A bald-faced lie since the “show of hands” had nothing to do with the
procedures required to amend the Charter.

To this day the Charter remains unchanged.

“The Palestinian national charter has not been amended until now. It was
said that some articles are no longer effective, but they were not changed.”
Farouk Kaddoumi, the PLO’s “foreign minister,” interviewed in the Jordanian
Al-Arab April 22 2004 (as quoted by.Khaled Abu Toameh – The Jerusalem
Post – same day).
Will Netanyahu, under pressure, also cut corners with the “demilitarized
state” red line?

So far there is no indication as to what is actually meant by either
“demilitarized state” nor the mechanisms for monitoring and enforcing

Netanyahu talks of a “demilitarized state” while U.S. General Dayton builds
an ever expanding Palestinian army and Egypt lobbies – with the
encouragement of Washington – for the deployments of foreign Arab armies
inside the Gaza Strip.

Netanyahu seems to want international involvement in the mechanisms –
apparently ignoring the painful and all too often learned lesson that the
determination of Arab violations is more a question of the national agendas
and interests of the foreign observers than the reality on the ground.

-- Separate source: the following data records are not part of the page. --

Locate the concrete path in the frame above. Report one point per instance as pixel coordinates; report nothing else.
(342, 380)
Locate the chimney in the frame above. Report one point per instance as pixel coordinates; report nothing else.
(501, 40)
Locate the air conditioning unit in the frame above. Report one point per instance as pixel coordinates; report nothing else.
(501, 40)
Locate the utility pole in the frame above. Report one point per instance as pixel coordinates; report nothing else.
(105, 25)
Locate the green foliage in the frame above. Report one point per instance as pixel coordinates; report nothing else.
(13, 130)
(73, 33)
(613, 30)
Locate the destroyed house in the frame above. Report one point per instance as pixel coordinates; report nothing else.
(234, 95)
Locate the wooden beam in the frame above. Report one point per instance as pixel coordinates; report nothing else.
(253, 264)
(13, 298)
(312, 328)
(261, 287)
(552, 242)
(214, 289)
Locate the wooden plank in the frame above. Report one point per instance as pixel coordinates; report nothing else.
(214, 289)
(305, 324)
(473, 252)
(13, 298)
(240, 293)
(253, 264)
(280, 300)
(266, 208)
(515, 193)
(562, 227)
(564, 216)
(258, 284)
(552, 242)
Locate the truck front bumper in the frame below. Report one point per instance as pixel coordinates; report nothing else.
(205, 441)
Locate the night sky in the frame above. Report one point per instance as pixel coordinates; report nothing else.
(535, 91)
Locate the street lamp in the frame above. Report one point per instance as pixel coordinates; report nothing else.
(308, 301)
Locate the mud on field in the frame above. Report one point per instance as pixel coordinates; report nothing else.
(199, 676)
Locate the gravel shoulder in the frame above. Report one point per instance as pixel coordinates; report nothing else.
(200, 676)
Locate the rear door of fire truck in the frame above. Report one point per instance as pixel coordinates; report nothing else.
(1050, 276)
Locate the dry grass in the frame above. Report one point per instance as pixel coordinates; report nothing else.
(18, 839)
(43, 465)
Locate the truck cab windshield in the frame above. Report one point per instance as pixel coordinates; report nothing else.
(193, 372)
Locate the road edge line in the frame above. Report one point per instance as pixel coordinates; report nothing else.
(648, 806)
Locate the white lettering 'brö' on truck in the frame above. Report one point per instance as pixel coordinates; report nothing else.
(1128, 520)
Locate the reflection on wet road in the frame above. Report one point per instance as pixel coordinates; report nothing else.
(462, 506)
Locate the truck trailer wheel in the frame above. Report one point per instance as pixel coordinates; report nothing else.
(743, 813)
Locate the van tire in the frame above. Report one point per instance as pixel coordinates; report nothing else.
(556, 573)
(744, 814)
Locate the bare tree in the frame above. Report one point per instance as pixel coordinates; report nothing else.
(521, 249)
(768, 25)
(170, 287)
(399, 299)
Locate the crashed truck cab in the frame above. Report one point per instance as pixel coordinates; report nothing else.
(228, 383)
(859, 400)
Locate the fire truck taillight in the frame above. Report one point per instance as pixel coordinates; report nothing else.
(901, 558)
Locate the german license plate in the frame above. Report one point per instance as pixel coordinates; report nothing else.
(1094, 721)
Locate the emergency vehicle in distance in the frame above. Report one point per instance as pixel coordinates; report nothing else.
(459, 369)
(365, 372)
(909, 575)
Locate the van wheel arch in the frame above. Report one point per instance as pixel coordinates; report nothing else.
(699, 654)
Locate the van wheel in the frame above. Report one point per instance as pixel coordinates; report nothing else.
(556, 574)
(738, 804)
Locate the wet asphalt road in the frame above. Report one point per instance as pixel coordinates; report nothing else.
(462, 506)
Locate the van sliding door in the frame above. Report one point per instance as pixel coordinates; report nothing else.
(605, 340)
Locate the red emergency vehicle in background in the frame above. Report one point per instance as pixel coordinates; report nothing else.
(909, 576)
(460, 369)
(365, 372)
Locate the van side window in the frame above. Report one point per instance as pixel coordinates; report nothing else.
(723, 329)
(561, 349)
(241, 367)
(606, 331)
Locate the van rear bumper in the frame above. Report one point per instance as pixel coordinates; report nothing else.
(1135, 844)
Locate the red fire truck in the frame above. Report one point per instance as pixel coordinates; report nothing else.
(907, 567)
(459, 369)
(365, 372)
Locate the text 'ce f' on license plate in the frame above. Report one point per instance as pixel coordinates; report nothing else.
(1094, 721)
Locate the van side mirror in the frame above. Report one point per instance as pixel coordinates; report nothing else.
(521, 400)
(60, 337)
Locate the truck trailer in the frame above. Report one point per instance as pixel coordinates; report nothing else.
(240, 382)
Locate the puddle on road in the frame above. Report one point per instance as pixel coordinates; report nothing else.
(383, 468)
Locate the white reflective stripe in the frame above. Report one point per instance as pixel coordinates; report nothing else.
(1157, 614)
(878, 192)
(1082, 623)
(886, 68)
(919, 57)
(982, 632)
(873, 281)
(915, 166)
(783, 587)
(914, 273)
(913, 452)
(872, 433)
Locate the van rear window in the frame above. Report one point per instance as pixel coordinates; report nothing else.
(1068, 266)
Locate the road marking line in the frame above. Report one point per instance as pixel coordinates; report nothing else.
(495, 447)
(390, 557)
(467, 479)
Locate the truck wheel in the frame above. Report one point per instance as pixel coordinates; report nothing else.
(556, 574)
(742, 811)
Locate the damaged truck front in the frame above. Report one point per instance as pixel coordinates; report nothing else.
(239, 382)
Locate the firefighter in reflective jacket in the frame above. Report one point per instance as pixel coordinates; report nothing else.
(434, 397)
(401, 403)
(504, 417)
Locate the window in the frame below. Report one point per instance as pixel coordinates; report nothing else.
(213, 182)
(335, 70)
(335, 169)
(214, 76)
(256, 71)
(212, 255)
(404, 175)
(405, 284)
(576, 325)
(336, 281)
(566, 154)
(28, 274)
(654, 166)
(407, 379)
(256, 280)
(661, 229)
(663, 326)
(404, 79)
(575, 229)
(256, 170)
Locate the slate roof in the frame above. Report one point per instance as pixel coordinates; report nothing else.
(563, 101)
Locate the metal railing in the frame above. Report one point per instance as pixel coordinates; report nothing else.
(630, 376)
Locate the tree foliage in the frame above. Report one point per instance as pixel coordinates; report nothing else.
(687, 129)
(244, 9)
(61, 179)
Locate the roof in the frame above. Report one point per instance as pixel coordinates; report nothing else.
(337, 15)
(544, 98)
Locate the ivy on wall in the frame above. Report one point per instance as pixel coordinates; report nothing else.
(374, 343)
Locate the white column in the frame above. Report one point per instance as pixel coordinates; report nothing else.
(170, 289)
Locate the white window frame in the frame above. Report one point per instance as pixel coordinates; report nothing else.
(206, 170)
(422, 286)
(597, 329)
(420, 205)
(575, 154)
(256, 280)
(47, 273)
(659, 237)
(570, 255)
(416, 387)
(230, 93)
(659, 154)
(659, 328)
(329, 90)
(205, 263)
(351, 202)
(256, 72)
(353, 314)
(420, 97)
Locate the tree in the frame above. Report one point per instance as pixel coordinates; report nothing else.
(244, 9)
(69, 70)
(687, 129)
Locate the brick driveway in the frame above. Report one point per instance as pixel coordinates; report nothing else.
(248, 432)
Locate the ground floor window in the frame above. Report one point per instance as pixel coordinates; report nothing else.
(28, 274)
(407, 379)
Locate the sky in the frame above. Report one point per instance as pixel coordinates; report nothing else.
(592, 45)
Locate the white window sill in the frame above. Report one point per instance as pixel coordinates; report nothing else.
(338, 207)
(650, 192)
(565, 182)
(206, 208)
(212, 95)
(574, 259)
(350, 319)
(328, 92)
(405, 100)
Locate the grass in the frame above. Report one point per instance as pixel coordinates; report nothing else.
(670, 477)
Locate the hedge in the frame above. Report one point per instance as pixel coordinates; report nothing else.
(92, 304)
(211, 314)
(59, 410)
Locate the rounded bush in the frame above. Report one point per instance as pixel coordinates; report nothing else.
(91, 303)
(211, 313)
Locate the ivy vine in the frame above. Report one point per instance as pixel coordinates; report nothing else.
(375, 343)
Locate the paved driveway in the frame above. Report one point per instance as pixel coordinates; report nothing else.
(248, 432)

There are those that argue that Palestinian intransigence can be counted on
to keep all this irrelevant since they will never come close to final status
terms that are acceptable to Israel.

But that could be a very dangerous assumption.

The Arabs could still surprise Israel and seize the opportunity created by
an American president who is clearly determined not to let reality interfere
with his shoving his agenda down Israel’s throat.

And in the absence of more substance in the Netanyahu team’s public
discourse of the “demilitarized state” issue, don’t be surprised if – under
American pressure – all that remains is the appointment of an American
compliance monitoring group/

A monitoring group that will always, of course, report the truth.

That is – unless the truth doesn’t serve American interests.


  1. One cannot expect Netanyahu to a greater champion for the land of Israel than the people themselves.
    Likkud condoned the Saudi peace plan in its americanized guise, the Road Map. Likkud’s senior partner Yisrael Beytnu’s platform calls for partition as a means to keeping the jewish majority while disposing o unwanted Arab occupied land. As for the other coalition parties, they all condone the partition plan in one way or another. The only party unwilling to foster any kind of partition hardly passed under the bar, and is firmly ensconced in the opposition ranks. That being the case why shouldn’t Netayahu give the people what they want which is a terrorist state living along side the jewish state, and prosecuting a war of attrition till the Jews cave in? Not even the massacres perpetrated by the PA for eight long years, 1994-2002 did not compell the people to demand an end to the Arab occupation of the Land of Israel. A cold analysis of the facts leads to the conclusion that only a massive casualty toll concentrated in the costal region where the majority of Jews live might cause the seismic shift away from the partition plan. Apparently Netanyahu has realized Sharon’ mistake of a premature, limited operation that puts a temporary cap on terror but does nothing alleviate the main problem: The Arab occupation. This’ a least is Benny Morris’ analysis, already in 2004.